All is well, friends, and thank you for your inquiries.

As Garrison Keillor would say, “be well, do good work, and keep in touch.”

a head for numbers.

I was having a conversation with Scott last night about remembering numbers and using mnemonic devices (which is a really fucking hard word to spell, and I can never think of it without also picturing Keanu on the movie poster for Johnny Mnemonic). He’s like Rain Man when it comes to remembering dates, numbers, and statistics. I am not.

I rattled off his Social Security Number (which took me two years to retain) and told him how I remember it. I then waited for him to say mine.

“007-373-5963,” he recited.

I looked at him, puzzled.

“That’s the code to fight Mike Tyson on Punch-Out,” he said.

it should go without saying.

At the #3 spot on my List of Annoyances, just behind “People Who Drive Unreasonably Slow” and “People Who Own Tiny Dogs and Carry Them in Bags,” are “Teachers Who Cannot Spell.”
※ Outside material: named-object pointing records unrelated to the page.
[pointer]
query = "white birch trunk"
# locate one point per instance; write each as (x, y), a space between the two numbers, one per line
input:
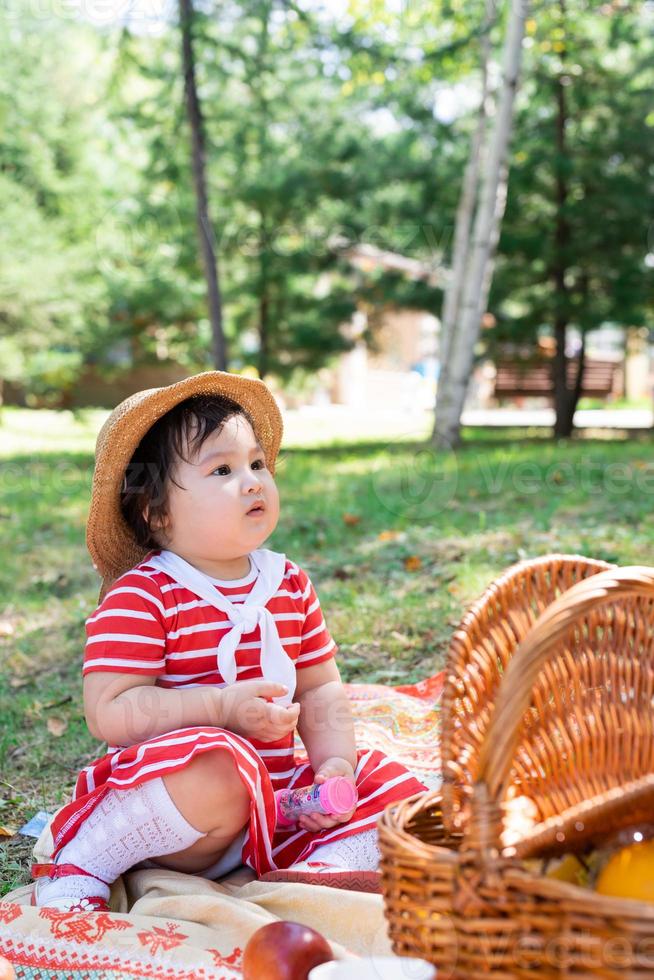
(464, 215)
(484, 238)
Sadly, in my professional and personal life, I run into these types far too often.

If the English language and its proper usage are not your forte, do not choose a career in which you will be setting an example for others. Top offenders in this group are those who teach children. I realize I have high standards when it comes to this sort of thing, but I feel I’m justified here. If I had a dollar for every time I came across an improper usage of “your/you’re” by someone with a Ph.D., I could retire next summer.

on the eve of an era.

Today, in the news (CNN,  I think), I saw the phrase “inauguration eve” for the first time in my life. While accurate, I found it sort of, well, cute.

Eight years ago, I was seventeen. I was beginning to pay attention to politics. I was angry. I was disappointed. I couldn’t vote in the most recent election, not that it would have mattered. And George W. Bush was comparatively tame back then. But now, eight years, two presidential elections, countless fuckups, disasters, scandals, bodies, wasted dollars, ruined lives, and sleepless nights later, the tide is finally turning.

I want to be elaborate in this post – I want to list specific events, exact numbers, precise statistics. I want to use flowery speech and articulate my deepest feelings.  But I can’t. I don’t have the patience. I don’t have the heart  – or the stomach – to think about the past eight years and the damage done any longer.

I laugh a little at the hoopla surrounding the events of this January 20th. It’s a little excessive – but it’s so amazing, too. The collective spirit of the people is soaring. People are excited. People are paying attention. People actually have hope, after spending so much time in a desperate darkness.

I, along with millions of others the world over, am ready for the change to begin.